I’m not this body and want my real one back. I had someone (a man) say ready to leave all this splendor, it’s time. I thought it was Yeshua.
I’m having a real hard time relaxing, I was meditating but not well. I have something like ADHD. Please let this be over with.
Love and light,
it is interesting that you mention the Brevard Fault line. I am thinking these days a lot about the upcoming terra-forming events.
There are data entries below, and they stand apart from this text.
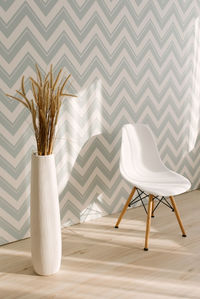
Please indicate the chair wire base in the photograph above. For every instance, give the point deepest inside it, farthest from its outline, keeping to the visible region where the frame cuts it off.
(142, 195)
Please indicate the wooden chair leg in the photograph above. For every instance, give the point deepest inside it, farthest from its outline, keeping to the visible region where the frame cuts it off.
(177, 216)
(152, 214)
(125, 207)
(148, 223)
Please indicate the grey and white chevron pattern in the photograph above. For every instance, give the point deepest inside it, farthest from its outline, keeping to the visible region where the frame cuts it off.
(131, 61)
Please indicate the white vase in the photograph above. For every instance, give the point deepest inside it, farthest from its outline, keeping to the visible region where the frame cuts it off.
(45, 216)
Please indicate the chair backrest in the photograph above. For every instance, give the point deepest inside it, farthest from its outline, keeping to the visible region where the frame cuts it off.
(139, 153)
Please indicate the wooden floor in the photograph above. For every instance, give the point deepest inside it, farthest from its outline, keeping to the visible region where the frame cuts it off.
(102, 262)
I remember in 2012 when we prepared for the stargate 12.12.12 and expected the ascension, which happened for Gaia and some of the light warriors of the first and last hour, such as the PAT, but not the way the people expected it, we were talking a lot about the USA breaking apart with a huge rift in the middle along the Brevard fault line that will disrupt the entire life of this nation. Now you are mentioning it again.
I am not fixated normally on catastrophes as they are not part of my reality but as I am thinking recently often on this topic, there must be a reason. All I know is that the USA has no chance and will have to start from scratch after the shift, therefore it is logical to assume that this country will experience some huge natural catastrophes.
This is just a side note and I have no idea how the shift will unfold concretely and how some people will be involved in it while others will be spared this experience.